{
  "skills": ["vss-deploy-detection-tracking-2d"],
  "resources": {
    "platforms": {
      "L40S": {
        "modes": ["standalone"]
      }
    }
  },
  "env": "A GPU host matching `{{platform}}` with Docker, NVIDIA Container Toolkit, NGC credentials at `~/.ngc/config` (the skill bootstraps `~/.ngc/config` from `NGC_CLI_API_KEY` if needed), and at least 30 GB free disk for the container image plus NGC-staged models and videos. Free TCP port 9000 for the RTVI-CV REST API. All cases use headless-safe sinks (`fakesink`) — no X11/DISPLAY is required. **Cases run in declared order with state preserved between them**: case 1 deploys warehouse-2d → case 2 tears it down → case 3 verifies ambiguity handling without deploying. The framework must NOT reset Docker / container state between cases. Before case 1 runs, the host must have no `rtvicv-perception-docker` container running.
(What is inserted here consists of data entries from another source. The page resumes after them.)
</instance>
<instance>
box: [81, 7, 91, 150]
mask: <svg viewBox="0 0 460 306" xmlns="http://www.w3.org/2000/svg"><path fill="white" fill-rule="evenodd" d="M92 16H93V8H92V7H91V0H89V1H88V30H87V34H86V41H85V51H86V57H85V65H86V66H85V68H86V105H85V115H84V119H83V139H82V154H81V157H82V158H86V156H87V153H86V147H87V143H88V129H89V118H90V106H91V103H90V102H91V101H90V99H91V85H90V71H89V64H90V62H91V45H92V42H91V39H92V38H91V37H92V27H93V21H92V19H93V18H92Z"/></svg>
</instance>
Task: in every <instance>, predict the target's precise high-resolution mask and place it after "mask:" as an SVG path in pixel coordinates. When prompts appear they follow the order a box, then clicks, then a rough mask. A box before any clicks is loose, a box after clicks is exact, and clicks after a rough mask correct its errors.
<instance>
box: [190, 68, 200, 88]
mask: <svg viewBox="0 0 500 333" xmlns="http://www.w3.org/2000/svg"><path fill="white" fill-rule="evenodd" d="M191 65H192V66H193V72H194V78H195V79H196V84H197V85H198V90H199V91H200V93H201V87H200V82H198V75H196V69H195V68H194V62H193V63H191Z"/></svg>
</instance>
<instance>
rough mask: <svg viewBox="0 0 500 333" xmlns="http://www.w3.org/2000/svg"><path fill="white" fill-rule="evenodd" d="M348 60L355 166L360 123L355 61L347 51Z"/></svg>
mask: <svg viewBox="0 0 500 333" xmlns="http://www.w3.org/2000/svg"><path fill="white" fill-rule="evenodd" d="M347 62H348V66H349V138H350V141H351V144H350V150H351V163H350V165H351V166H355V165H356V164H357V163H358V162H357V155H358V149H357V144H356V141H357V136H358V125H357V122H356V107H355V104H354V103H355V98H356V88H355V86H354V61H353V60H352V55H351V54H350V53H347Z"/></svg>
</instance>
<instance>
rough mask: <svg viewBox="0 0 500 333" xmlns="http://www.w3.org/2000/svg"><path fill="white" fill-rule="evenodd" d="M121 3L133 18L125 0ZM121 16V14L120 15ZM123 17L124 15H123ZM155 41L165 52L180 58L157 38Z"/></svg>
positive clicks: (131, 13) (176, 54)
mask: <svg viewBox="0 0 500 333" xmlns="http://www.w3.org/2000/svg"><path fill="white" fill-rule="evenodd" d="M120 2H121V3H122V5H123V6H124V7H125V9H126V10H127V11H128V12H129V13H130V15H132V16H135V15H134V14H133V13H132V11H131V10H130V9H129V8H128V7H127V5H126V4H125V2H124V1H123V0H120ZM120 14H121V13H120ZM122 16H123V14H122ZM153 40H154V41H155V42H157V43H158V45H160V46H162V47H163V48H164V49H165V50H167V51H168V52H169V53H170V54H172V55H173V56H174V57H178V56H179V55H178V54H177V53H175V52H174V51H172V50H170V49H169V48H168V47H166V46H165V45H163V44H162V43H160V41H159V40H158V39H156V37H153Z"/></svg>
This eval exercises the DEPLOY/TEARDOWN flows of the `vss-deploy-detection-tracking-2d` skill against the host directly — it does not use `/deploy`, `scripts/dev-profile.sh`, or any VSS profile. The skill launches its own `rtvicv-perception-docker` container via `docker run` from a user-supplied RTVI-CV image (`nvcr.io/<org>/<repo>:<tag>`) and starts `metropolis_perception_app` inside it.",
  "expects": [
    {
      "query": "Deploy rtvi-cv.",
      "checks": [
        "The agent acknowledges the use-case dimension at some point during the trial. Pass condition: at least one of the four supported use case names (`warehouse-2d`, `warehouse-3d`, `smartcity-rtdetr`, `smartcity-gdino`) appears ANYWHERE in the agent's text response, planning-tool call, AskUserQuestion options, or trajectory metadata. Temporal ordering relative to `docker run` is NOT required — the judge does not need to determine whether the use-case mention came before, alongside, or after the deploy command; what matters is that the use-case dimension is acknowledged, not silently skipped. The check passes regardless of whether the agent asks the user to choose or picks one as a documented default.",
        "The agent does NOT fabricate a use case name outside the four supported options. If a deploy occurred, the trajectory shows the chosen use case is one of (`warehouse-2d`, `warehouse-3d`, `smartcity-rtdetr`, `smartcity-gdino`). Names like `default`, `auto`, `automotive`, `retail`, `general`, or any unsupported value count as fabrication and fail the check. If no deploy occurred (agent stopped to ask), this check passes by default.",
        "The final response does not contain plaintext API tokens matching the pattern `(Bearer |sk-|glpat-|nvapi-)[A-Za-z0-9+/=_-]{10,}`."
      ]
    },
    {
      "query": "Stop rtvi-cv and clean up the deployment.",
      "checks": [
        "After the agent completes the teardown, no `rtvicv-perception-docker` container is running on the host — verified by `docker ps --filter name=rtvicv-perception-docker --filter status=running --format '{{.Names}}' | wc -l | grep -qE '^0$'`.",
        "The trajectory shows the agent inspecting or stopping a container (any of `docker ps`, `docker container ls`, `docker stop`, `docker kill`, `docker rm`, `docker container inspect`, or invoking a teardown helper script appears in the trajectory).",
        "NGC credentials at `~/.ngc/config` are preserved — verified by `test -f ~/.ngc/config`.",
        "The final response does not contain plaintext API tokens matching the pattern `(Bearer |sk-|glpat-|nvapi-)[A-Za-z0-9+/=_-]{10,}`."
      ]
    }
  ]
}